ECLI:NL:GHSHE:2005:AT5298
Gerechtshof 's-Hertogenbosch
- Hoger beroep
- M. Rijken
- A. Bergkotte
- J. Mooy
- Rechtspraak.nl
Medeplegen van opzettelijk handelen in strijd met de Opiumwet met betrekking tot cocaïne
In deze zaak heeft het Gerechtshof 's-Hertogenbosch op 3 mei 2005 uitspraak gedaan in hoger beroep tegen een vonnis van de rechtbank Breda. De verdachte, geboren in Kaapverdië, werd beschuldigd van het medeplegen van opzettelijk handelen in strijd met een verbod op basis van de Opiumwet. De zaak draait om de reis van de verdachte op 12 juni 2004, waarbij zij van Kaapverdië via Portugal naar Parijs reisde. Aanvankelijk verklaarde zij dat haar doel een bezoek aan Parijs was, maar later kwam naar voren dat zij naar Rotterdam wilde gaan om haar nichtjes te bezoeken. Tijdens haar verblijf in Parijs kwam zij in contact met een mededader, die haar zou helpen naar Nederland te reizen.
De verdachte heeft tijdens haar verhoren verschillende verklaringen afgelegd, die niet consistent waren. Ze heeft verklaard dat ze een koffer voor iemand anders mee zou nemen, maar later ontkende ze dit.
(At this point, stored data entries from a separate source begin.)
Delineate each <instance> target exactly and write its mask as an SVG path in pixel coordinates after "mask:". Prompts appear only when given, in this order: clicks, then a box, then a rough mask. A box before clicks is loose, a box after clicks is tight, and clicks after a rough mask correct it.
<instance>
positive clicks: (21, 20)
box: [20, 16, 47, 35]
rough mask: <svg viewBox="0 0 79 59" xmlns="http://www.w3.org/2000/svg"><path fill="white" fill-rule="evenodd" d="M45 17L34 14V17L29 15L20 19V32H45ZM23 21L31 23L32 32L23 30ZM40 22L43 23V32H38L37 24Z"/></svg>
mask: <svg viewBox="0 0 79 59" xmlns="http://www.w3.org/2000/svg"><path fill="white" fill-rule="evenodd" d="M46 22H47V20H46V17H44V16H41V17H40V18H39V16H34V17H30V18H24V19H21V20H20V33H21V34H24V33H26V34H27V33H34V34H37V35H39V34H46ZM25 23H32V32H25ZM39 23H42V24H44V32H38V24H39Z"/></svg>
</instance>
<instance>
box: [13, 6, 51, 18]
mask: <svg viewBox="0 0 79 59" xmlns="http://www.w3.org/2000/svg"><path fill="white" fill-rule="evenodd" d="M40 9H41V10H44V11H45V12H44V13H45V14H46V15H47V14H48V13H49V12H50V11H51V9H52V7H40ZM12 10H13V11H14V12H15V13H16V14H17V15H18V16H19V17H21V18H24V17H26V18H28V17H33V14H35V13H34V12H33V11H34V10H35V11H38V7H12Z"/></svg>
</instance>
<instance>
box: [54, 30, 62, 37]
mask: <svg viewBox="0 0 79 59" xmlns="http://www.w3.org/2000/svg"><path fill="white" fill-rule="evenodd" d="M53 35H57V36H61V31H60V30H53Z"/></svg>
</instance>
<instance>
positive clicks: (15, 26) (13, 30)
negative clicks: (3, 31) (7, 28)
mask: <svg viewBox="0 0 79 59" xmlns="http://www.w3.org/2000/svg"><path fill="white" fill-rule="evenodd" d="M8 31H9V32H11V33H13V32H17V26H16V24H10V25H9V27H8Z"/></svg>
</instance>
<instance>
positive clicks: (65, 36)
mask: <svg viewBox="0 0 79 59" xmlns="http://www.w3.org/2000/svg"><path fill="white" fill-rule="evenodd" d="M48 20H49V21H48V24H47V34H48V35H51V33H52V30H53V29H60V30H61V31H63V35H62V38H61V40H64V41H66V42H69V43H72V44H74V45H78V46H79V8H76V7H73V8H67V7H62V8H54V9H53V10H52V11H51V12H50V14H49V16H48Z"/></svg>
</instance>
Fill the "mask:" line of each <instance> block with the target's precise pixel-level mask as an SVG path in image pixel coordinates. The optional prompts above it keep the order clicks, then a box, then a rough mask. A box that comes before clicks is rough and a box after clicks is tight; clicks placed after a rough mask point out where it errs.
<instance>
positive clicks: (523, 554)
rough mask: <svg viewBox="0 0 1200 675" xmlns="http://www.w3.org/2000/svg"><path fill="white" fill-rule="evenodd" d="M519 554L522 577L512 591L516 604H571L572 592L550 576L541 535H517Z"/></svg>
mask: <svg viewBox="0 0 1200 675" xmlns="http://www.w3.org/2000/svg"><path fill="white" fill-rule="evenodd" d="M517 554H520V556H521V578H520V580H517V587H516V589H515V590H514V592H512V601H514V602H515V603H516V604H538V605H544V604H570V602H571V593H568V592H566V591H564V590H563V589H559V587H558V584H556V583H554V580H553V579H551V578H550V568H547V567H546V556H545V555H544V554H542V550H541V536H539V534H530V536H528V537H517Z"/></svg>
Het hof heeft vastgesteld dat de verdachte opzettelijk met een ander de in de bewezenverklaring genoemde drugs Nederland heeft binnengebracht. De verdachte werd geconfronteerd met tegenstrijdigheden in haar verklaringen, wat leidde tot de conclusie dat haar verklaringen niet geloofwaardig waren.
Het hof heeft de ernst van de feiten in overweging genomen, evenals de gevaren die hard drugs met zich meebrengen voor de gezondheid van gebruikers en de samenleving. Uiteindelijk heeft het hof de verdachte veroordeeld tot een gevangenisstraf van zes jaren, waarbij rekening is gehouden met de tijd die zij in voorlopige hechtenis heeft doorgebracht. De beslissing is gegrond op de artikelen 2 en 10 van de Opiumwet en de artikelen 27 en 47 van het Wetboek van Strafrecht.